Книги Иакововы - страница 32

стр.

- Да как же? Каждый поляк столь гладко на латыни говорит, словно бы в том латинском языке и родился. Польский народ – это gens culta, polita (народ просвещенный и обычаи знающий – лат.), мудростей всяческих у нас – как capax (у мудреца – лат.), потому-то вполне по праву любит он латинский язык и выговаривает его наилучшим манером. Мы не говорим, словно итальянцы: Реджина, но Регина, не говорим мы "тридзинта, квадрадзинта", но "тригинта, квадрагинта" (тридцать, сорок – лат.). Мы не портим латыни, как немцы и французы, которые вместо "Езус Крыстус" говорят "Е-д-з-у-с Крыстус", вместо Михаил – Микаэль…

- А какой поляк, отче мой дорогой? Дамы, к примеру, редко говорят на латыни, поскольку их в ней не обучали. Ну а горо­жане, скорее, латыни вообще не знают, а ведь пан ксендз желал бы, чтобы и низкие сословия читали… И даже староста предпочи­тает латыни французский язык. Мне кажется, что в последующем издании весь этот латинский язык следовало бы выполоть, словно садик мил'с'даря ксендза.

Ксендз подобного рода критикой неприятно изумлен.

Похоже на то, что дама, которую он принимает сейчас в гостях, больше заинтересована собаками, чем его книгами.


Солнце уже почти что заходит, когда Дружбацкая усаживается в бричку, и ксендз подает ей корзинку с двумя щенками. Когда она доберется до Рогатина сделается совсем темно.

- Сударыня могла бы и переночевать в моих скромных покоях, - говорит ксендз, злясь на самого себя за эти слова.
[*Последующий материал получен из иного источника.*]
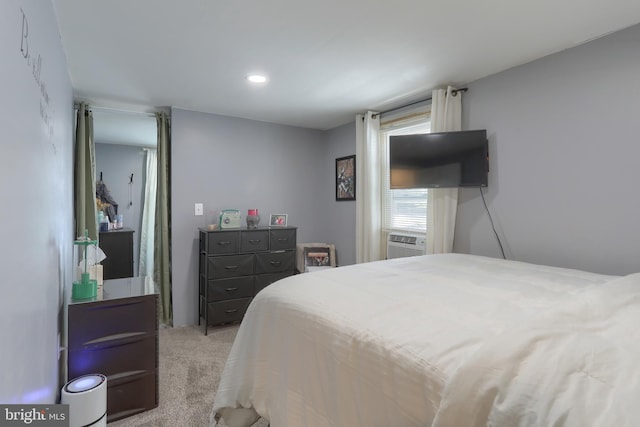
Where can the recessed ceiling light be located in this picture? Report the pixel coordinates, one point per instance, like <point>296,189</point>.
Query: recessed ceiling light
<point>257,78</point>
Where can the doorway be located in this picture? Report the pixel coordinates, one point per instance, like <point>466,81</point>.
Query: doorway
<point>123,143</point>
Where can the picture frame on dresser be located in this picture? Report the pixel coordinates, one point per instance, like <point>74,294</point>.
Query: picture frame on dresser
<point>278,220</point>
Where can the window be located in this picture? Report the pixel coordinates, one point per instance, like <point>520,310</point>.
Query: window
<point>403,210</point>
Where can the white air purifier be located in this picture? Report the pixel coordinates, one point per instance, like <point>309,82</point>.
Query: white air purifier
<point>87,400</point>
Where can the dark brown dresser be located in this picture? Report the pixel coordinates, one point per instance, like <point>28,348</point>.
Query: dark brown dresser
<point>117,336</point>
<point>117,245</point>
<point>236,264</point>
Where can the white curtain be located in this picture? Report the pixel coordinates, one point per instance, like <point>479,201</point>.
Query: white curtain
<point>368,188</point>
<point>442,203</point>
<point>148,215</point>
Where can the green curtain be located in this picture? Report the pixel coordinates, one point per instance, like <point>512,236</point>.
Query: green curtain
<point>85,175</point>
<point>162,238</point>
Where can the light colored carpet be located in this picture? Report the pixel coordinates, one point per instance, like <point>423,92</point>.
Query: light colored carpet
<point>190,368</point>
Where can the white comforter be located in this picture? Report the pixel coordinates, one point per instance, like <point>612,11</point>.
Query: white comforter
<point>449,340</point>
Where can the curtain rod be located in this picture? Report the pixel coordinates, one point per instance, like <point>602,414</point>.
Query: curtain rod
<point>116,110</point>
<point>454,92</point>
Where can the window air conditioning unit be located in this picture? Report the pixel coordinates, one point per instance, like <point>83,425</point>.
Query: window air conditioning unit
<point>401,245</point>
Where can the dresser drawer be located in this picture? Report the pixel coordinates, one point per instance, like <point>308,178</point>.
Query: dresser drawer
<point>226,289</point>
<point>272,262</point>
<point>101,321</point>
<point>254,241</point>
<point>227,242</point>
<point>222,267</point>
<point>116,358</point>
<point>130,396</point>
<point>282,239</point>
<point>264,280</point>
<point>227,311</point>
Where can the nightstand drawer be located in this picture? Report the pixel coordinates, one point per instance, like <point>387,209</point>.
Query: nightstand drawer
<point>101,320</point>
<point>223,267</point>
<point>117,357</point>
<point>226,289</point>
<point>227,242</point>
<point>272,262</point>
<point>131,395</point>
<point>254,241</point>
<point>282,239</point>
<point>227,311</point>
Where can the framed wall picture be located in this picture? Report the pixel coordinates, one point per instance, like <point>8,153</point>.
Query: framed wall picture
<point>346,178</point>
<point>278,220</point>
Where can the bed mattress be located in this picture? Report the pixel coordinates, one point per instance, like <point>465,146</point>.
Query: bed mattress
<point>431,340</point>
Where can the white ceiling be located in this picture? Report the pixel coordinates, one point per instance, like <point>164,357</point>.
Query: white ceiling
<point>326,60</point>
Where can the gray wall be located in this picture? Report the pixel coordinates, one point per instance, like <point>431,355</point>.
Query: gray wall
<point>117,163</point>
<point>341,219</point>
<point>36,182</point>
<point>232,163</point>
<point>564,147</point>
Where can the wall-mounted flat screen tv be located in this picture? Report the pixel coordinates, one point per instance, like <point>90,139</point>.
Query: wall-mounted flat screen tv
<point>439,159</point>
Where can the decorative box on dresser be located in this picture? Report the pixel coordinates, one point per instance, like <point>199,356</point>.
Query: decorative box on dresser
<point>117,336</point>
<point>235,264</point>
<point>117,245</point>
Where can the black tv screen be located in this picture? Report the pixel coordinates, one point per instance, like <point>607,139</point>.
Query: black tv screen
<point>439,159</point>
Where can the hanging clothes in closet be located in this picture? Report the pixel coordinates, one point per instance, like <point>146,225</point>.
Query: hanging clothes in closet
<point>105,201</point>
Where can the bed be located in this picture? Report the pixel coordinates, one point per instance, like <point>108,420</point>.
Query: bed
<point>438,340</point>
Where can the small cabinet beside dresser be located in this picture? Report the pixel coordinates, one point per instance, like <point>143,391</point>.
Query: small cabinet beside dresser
<point>117,335</point>
<point>236,264</point>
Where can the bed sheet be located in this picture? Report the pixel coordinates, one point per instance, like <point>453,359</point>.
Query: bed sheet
<point>378,344</point>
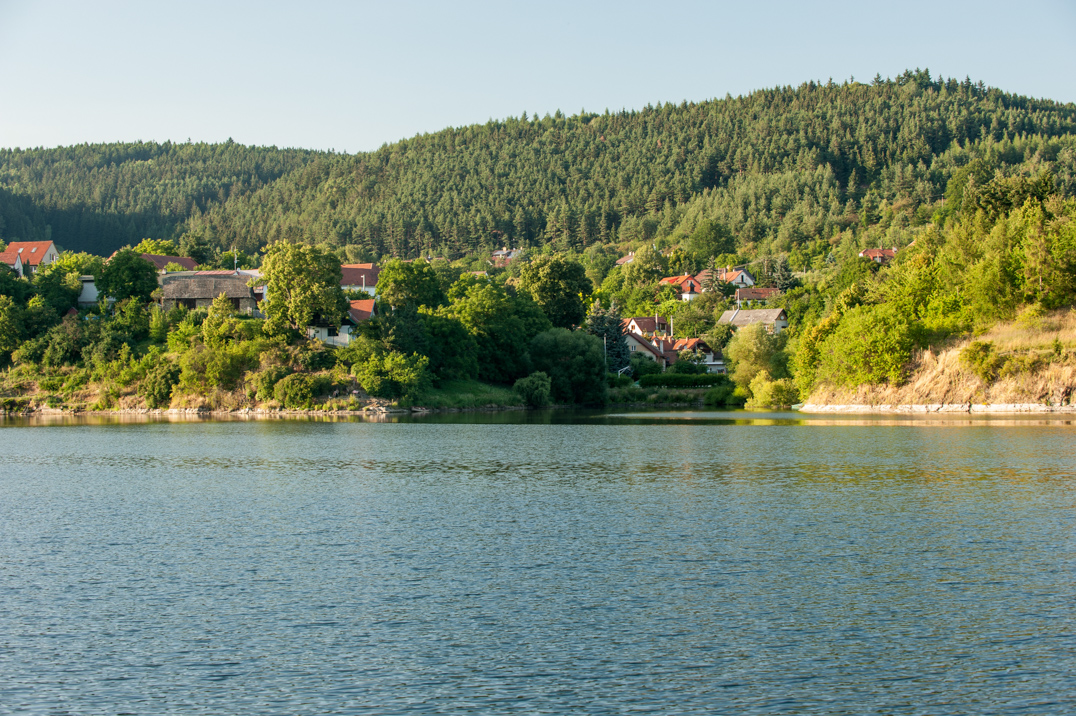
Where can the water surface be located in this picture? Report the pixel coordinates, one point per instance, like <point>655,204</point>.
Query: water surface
<point>675,563</point>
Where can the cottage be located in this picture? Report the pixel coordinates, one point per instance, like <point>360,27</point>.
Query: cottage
<point>755,294</point>
<point>29,255</point>
<point>198,290</point>
<point>13,260</point>
<point>774,318</point>
<point>688,285</point>
<point>359,277</point>
<point>646,325</point>
<point>879,255</point>
<point>331,335</point>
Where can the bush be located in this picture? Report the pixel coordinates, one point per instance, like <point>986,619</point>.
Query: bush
<point>264,382</point>
<point>766,392</point>
<point>643,366</point>
<point>296,391</point>
<point>681,380</point>
<point>980,359</point>
<point>157,385</point>
<point>535,389</point>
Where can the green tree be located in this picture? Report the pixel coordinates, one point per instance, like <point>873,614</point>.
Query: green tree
<point>607,326</point>
<point>302,282</point>
<point>414,283</point>
<point>157,247</point>
<point>128,276</point>
<point>560,286</point>
<point>753,350</point>
<point>575,363</point>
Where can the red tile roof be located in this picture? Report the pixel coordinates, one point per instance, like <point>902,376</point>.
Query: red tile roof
<point>32,251</point>
<point>358,275</point>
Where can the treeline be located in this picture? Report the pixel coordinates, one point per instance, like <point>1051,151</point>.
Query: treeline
<point>804,171</point>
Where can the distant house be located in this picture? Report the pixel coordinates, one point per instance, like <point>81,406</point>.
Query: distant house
<point>13,260</point>
<point>331,335</point>
<point>879,255</point>
<point>755,294</point>
<point>88,294</point>
<point>198,290</point>
<point>29,255</point>
<point>689,286</point>
<point>359,277</point>
<point>161,262</point>
<point>504,256</point>
<point>646,325</point>
<point>738,277</point>
<point>775,318</point>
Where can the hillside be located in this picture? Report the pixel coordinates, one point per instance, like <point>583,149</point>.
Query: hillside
<point>786,170</point>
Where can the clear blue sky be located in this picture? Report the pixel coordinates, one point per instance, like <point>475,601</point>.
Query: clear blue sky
<point>353,75</point>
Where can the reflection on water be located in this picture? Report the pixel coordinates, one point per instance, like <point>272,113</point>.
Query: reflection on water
<point>539,562</point>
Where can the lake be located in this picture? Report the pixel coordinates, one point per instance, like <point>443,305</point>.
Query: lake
<point>552,562</point>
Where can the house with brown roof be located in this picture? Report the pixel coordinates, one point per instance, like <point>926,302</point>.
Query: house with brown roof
<point>755,294</point>
<point>775,319</point>
<point>194,290</point>
<point>688,285</point>
<point>359,277</point>
<point>29,255</point>
<point>879,255</point>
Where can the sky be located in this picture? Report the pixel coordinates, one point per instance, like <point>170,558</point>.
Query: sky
<point>351,76</point>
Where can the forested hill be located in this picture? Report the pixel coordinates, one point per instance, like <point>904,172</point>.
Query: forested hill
<point>784,170</point>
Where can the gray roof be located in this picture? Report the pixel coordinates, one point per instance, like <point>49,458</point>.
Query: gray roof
<point>203,286</point>
<point>740,319</point>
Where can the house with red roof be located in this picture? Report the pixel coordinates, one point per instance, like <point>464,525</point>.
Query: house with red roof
<point>687,284</point>
<point>29,255</point>
<point>879,255</point>
<point>359,277</point>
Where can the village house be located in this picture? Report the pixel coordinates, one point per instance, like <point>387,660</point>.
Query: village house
<point>357,311</point>
<point>503,257</point>
<point>26,257</point>
<point>199,289</point>
<point>879,255</point>
<point>688,285</point>
<point>359,277</point>
<point>754,295</point>
<point>775,319</point>
<point>647,325</point>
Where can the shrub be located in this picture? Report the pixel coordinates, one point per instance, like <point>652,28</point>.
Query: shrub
<point>535,389</point>
<point>295,391</point>
<point>157,385</point>
<point>265,381</point>
<point>980,359</point>
<point>681,380</point>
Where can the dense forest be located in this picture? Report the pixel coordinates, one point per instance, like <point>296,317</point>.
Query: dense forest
<point>798,172</point>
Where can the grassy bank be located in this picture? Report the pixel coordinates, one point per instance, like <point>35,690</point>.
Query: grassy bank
<point>1029,360</point>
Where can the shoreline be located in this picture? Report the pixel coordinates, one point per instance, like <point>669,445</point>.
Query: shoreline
<point>936,408</point>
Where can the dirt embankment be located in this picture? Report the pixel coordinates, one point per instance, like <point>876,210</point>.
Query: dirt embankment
<point>1034,371</point>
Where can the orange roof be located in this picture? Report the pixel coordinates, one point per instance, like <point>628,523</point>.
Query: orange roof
<point>357,275</point>
<point>32,251</point>
<point>360,310</point>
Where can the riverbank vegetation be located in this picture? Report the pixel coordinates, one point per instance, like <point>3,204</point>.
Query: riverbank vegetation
<point>970,186</point>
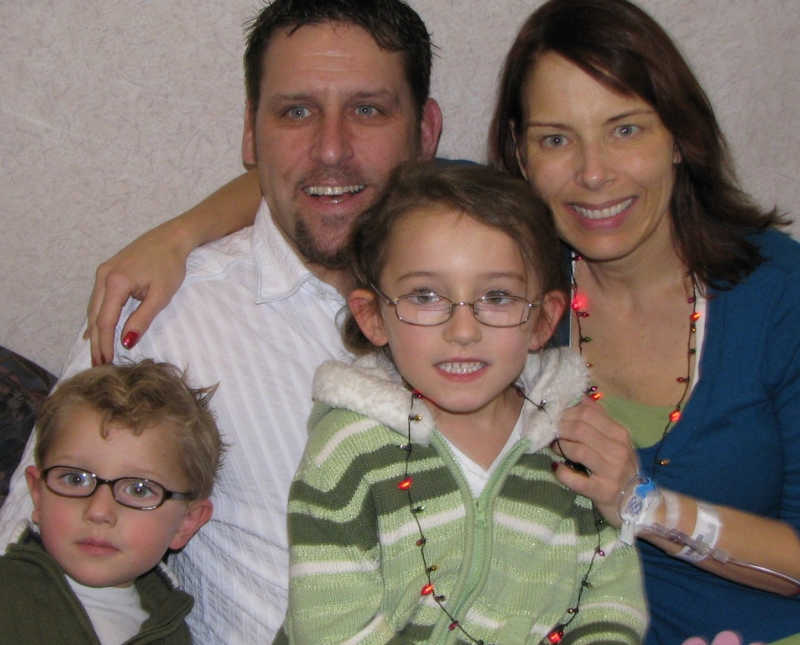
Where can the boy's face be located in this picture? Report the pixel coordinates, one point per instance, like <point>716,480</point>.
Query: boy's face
<point>97,541</point>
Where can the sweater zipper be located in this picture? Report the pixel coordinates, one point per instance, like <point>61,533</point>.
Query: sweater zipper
<point>481,544</point>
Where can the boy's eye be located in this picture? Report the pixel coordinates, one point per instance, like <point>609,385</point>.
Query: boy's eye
<point>297,112</point>
<point>554,141</point>
<point>76,479</point>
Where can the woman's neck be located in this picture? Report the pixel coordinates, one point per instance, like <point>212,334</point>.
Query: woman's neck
<point>637,277</point>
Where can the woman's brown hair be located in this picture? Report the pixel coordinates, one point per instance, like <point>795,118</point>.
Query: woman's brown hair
<point>623,48</point>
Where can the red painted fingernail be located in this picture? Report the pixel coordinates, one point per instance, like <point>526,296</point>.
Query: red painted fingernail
<point>130,339</point>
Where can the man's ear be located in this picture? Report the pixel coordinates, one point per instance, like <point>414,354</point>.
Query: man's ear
<point>197,514</point>
<point>677,157</point>
<point>430,129</point>
<point>249,137</point>
<point>33,477</point>
<point>365,307</point>
<point>550,311</point>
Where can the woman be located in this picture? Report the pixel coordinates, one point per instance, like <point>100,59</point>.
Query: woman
<point>598,110</point>
<point>600,113</point>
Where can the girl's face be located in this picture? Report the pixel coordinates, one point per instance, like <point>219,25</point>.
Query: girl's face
<point>462,365</point>
<point>603,161</point>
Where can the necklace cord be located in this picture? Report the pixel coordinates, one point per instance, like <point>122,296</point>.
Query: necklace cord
<point>556,634</point>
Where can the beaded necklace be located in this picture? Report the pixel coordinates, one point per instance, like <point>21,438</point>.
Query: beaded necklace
<point>556,634</point>
<point>579,308</point>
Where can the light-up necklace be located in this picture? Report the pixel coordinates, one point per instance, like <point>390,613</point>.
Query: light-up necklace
<point>556,634</point>
<point>579,307</point>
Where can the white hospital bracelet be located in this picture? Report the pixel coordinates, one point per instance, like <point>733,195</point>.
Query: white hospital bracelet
<point>672,509</point>
<point>705,536</point>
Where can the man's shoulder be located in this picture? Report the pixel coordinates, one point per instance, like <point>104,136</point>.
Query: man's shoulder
<point>216,258</point>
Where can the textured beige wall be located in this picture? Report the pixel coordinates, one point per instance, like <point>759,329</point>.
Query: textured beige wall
<point>116,114</point>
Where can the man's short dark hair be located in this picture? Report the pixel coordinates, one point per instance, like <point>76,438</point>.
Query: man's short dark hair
<point>393,25</point>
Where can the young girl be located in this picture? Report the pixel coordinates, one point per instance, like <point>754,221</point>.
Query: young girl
<point>425,509</point>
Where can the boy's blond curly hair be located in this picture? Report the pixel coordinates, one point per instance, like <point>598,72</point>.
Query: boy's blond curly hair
<point>140,396</point>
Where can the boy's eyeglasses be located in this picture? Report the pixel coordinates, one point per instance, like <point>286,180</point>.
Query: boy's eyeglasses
<point>133,492</point>
<point>428,308</point>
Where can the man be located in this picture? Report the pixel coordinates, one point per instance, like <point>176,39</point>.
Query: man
<point>337,97</point>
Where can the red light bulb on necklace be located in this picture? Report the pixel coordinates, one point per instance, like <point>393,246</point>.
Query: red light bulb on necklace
<point>556,635</point>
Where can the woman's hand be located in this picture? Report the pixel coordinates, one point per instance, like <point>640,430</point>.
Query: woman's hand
<point>149,269</point>
<point>588,436</point>
<point>723,638</point>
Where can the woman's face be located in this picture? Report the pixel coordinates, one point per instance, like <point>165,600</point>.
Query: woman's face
<point>603,161</point>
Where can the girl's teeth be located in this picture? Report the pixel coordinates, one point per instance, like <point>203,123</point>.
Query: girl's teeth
<point>333,191</point>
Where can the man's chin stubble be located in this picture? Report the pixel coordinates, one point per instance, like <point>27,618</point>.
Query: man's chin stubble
<point>336,259</point>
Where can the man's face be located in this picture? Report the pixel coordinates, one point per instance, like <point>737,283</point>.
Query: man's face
<point>336,115</point>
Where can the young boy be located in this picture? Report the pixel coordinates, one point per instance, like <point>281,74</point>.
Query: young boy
<point>125,463</point>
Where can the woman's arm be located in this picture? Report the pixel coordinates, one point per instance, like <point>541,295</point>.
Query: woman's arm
<point>153,266</point>
<point>589,436</point>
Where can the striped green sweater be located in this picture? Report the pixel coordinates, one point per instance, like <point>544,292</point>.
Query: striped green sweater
<point>508,563</point>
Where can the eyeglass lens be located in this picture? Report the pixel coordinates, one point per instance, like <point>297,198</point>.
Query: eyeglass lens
<point>129,491</point>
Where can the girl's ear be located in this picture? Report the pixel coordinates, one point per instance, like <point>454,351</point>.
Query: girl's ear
<point>365,307</point>
<point>551,309</point>
<point>520,157</point>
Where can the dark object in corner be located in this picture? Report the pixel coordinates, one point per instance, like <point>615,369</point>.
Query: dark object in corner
<point>23,387</point>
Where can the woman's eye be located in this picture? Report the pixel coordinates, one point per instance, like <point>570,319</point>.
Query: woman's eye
<point>554,141</point>
<point>626,130</point>
<point>76,479</point>
<point>298,112</point>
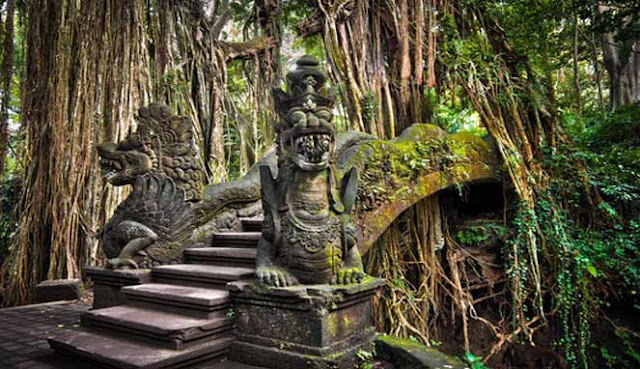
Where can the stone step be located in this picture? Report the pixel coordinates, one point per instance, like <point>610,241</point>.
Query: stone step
<point>235,239</point>
<point>205,303</point>
<point>175,331</point>
<point>197,275</point>
<point>115,352</point>
<point>251,225</point>
<point>223,256</point>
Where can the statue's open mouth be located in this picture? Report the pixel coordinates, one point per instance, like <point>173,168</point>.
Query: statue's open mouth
<point>313,148</point>
<point>109,167</point>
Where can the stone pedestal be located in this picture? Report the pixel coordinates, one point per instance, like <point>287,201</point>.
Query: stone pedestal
<point>107,284</point>
<point>308,326</point>
<point>59,289</point>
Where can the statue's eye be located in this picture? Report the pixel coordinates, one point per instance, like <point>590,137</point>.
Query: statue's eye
<point>298,116</point>
<point>323,114</point>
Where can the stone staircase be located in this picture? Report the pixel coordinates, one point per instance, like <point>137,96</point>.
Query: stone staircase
<point>180,318</point>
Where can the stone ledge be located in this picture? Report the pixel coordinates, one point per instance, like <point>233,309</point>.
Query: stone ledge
<point>59,289</point>
<point>407,354</point>
<point>118,278</point>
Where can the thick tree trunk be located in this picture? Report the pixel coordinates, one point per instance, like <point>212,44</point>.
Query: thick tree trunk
<point>86,75</point>
<point>623,69</point>
<point>622,61</point>
<point>7,76</point>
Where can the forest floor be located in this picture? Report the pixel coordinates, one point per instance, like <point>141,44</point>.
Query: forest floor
<point>24,331</point>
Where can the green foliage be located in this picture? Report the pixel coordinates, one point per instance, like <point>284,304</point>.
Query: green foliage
<point>366,358</point>
<point>474,361</point>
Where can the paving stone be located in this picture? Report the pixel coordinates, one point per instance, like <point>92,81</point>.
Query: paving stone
<point>200,275</point>
<point>23,337</point>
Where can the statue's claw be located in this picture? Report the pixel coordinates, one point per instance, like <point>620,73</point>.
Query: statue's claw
<point>120,263</point>
<point>348,276</point>
<point>276,277</point>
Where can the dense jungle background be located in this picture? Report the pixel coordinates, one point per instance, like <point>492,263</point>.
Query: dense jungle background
<point>539,271</point>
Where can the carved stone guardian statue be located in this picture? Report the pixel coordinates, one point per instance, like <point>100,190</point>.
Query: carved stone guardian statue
<point>310,307</point>
<point>160,161</point>
<point>307,236</point>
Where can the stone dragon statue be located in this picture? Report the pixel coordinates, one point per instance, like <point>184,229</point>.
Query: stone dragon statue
<point>160,161</point>
<point>307,236</point>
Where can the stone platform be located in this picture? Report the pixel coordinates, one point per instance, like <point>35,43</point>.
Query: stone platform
<point>306,326</point>
<point>23,338</point>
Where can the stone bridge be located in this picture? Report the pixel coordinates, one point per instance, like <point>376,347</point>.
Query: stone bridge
<point>394,175</point>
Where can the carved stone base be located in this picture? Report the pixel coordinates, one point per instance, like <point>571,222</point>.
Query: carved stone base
<point>312,326</point>
<point>107,284</point>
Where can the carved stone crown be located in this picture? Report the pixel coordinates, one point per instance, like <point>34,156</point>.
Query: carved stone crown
<point>305,89</point>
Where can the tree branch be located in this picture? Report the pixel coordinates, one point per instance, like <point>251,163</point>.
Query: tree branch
<point>247,49</point>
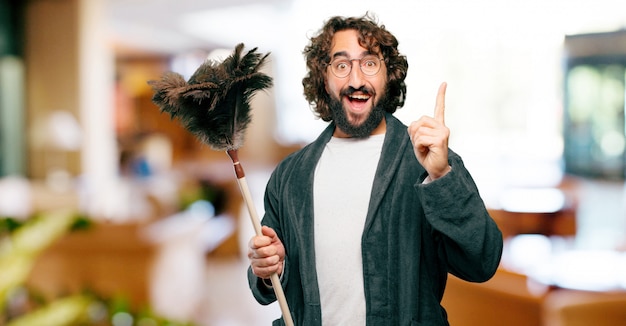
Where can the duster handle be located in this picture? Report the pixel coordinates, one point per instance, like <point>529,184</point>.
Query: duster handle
<point>254,218</point>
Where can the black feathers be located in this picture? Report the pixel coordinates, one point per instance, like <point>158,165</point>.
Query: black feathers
<point>214,104</point>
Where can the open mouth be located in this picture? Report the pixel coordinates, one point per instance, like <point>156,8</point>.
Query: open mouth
<point>359,98</point>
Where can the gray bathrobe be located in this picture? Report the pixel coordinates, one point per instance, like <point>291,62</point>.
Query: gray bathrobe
<point>414,234</point>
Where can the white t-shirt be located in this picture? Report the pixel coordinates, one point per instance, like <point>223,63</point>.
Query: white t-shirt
<point>343,184</point>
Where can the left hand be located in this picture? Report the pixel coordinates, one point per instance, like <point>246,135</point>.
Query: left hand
<point>429,136</point>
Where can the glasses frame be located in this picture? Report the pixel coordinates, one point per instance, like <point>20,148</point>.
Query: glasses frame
<point>360,60</point>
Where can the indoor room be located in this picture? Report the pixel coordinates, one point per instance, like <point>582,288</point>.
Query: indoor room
<point>113,213</point>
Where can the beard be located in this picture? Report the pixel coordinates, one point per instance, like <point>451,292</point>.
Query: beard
<point>364,129</point>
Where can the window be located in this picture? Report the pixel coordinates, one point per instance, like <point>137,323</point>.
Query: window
<point>595,78</point>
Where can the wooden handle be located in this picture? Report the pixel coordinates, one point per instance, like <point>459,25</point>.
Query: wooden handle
<point>256,222</point>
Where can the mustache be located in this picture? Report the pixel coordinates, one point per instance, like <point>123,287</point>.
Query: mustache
<point>363,89</point>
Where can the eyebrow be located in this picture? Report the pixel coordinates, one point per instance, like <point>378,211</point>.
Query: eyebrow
<point>345,54</point>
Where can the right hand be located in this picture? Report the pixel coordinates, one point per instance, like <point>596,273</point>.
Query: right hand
<point>266,253</point>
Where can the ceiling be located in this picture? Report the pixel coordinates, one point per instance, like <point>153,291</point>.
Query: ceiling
<point>163,26</point>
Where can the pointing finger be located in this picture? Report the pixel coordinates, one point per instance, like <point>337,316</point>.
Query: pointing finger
<point>440,103</point>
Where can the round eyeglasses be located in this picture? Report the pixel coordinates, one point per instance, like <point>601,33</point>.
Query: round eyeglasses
<point>369,64</point>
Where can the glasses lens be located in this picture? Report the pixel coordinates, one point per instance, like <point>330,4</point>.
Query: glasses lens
<point>370,65</point>
<point>341,67</point>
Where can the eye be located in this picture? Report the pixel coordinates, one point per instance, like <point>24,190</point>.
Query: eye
<point>370,62</point>
<point>342,65</point>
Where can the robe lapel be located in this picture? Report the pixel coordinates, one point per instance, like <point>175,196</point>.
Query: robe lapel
<point>396,139</point>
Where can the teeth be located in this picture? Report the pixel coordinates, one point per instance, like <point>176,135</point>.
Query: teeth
<point>360,97</point>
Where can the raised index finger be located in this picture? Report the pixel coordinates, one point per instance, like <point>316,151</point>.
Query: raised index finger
<point>440,103</point>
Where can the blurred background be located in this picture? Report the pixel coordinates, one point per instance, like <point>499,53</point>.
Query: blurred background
<point>114,214</point>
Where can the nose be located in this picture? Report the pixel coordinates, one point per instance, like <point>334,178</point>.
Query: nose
<point>356,75</point>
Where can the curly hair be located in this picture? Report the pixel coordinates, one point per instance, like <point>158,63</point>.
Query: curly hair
<point>373,37</point>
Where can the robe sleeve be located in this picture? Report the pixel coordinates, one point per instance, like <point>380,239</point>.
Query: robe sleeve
<point>471,240</point>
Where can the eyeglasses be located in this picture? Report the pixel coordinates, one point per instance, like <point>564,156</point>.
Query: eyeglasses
<point>369,64</point>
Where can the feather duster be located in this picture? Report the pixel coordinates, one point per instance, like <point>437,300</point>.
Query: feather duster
<point>214,105</point>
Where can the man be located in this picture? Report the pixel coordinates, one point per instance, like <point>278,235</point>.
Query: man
<point>364,224</point>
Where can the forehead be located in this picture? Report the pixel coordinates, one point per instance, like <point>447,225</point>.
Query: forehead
<point>346,43</point>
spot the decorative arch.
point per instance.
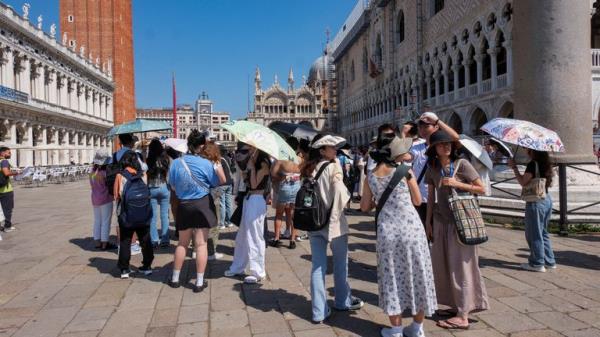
(455, 122)
(400, 27)
(478, 118)
(506, 110)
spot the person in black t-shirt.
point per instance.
(537, 214)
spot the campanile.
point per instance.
(104, 29)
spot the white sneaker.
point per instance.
(215, 256)
(251, 279)
(539, 269)
(136, 249)
(387, 332)
(229, 273)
Когда бричка уезжает, ксендз не знает, что с собой поделать. Сил он собрал больше, чем нужно было на эту пару часов, сил у него собрано на целый день, на целую неделю. Дощечки ограды у мальв обломились, в ограде зияет неприятная дыра, так что ксендз, излишне не раздумывая, с разгону берется за дело. Но потом неожиданно застывает и уже чувствует, как отовсюду тянется к нему некая неподвижность, сомнения, а за ними – некое разложение всего того, что до сей поры оставалось неназван­ным, все начинает гнить вместе с листьями, набухать прямо на глазах. Ксендз еще заставляет себя прибить дощечки к ограде, но неожиданно эта операция кажется ему слишком трудной, все высыпается из рук и падает на сырую землю. Ксендз идет в дом, в сенях сбрасывает башмаки и заходит в свою библиотеку – низкое помещение с балками при потолке вдруг начинает его давить. Он садится в кресло, печь раскалена на всю катушку, и белые кафельные плитки, покрытые медной глазурью, тоже раскаляются. Ксендз глядит на книжечку той немолодой женщины, берет ее в руки, нюхает. От нее еще исходит запах типографской краски. Ксендз читает:


…правда то: страшная, бледная, сохлая,

жилы стянули все стыки как струнки,

Кажется, будто не спит, и не пьет она,

жилочка бьется у ребер, а в лунки,

глаза где сияли – там ямы,

вместо мозгов – со смолою провалы.


- Упаси нас Господи, от зла всяческого, - шепчет ксендз и откладывает книжечку. А ведь женщина эта такой милой ему казалась…

И неожиданно ему уже известно, что следует призвать тот самый детский энтузиазм, который все время вел его при напи­сании книг. В противном случае, он погибнет, сгниет в осенней сырости, словно листок.

Он садится за сто, сует ноги в чуни из волчьей шкуры, которые ему сшила экономка, чтобы не мерз, когда часами сидит без движения и только пишет. Раскладывает листы бумаги, очиняет перо, потирает озябшие руки. И всегда в это время года ему кажется, что зимы он не переживет.


Ксендз декан Хмелёвский мир знает только лишь из книг. Всякий раз, когда он усаживается в своей фирлеевской библио­теке и протягивает руку то ли к толстенному фолианту, то ли к миниатюрному эльзевиру, это всегда так, словно бы он отправлялся в путешествие в неведомую страну. Эта метафора ксендзу нравится, он улыбается себе под нос и уже пробует облечь ее в изящ­ное предложение… Ему легче писать о целом мире, чем о себе самом. Все время чем-нибудь озабоченный, собой он не зани­мался, событий собственной жизни не записывал, и вот теперь ему кажется, что нет у него никакой биографии. Если бы та дама, что пишет такие мрачные стихи, спросила его: кто он такой, каким образом прожил годы свои, ио вот что бы он ответил? И если бы пожелал записать все, не было бы всего этого больше, чем на несколько страниц, так что даже и не книжечка, даже не маленький эльзевир, всего лишь брошюра, клочок бумаги, малюсенькое житие не-святого с картинкой. Ни паломник, ни наблюдатель чуже­странных земель.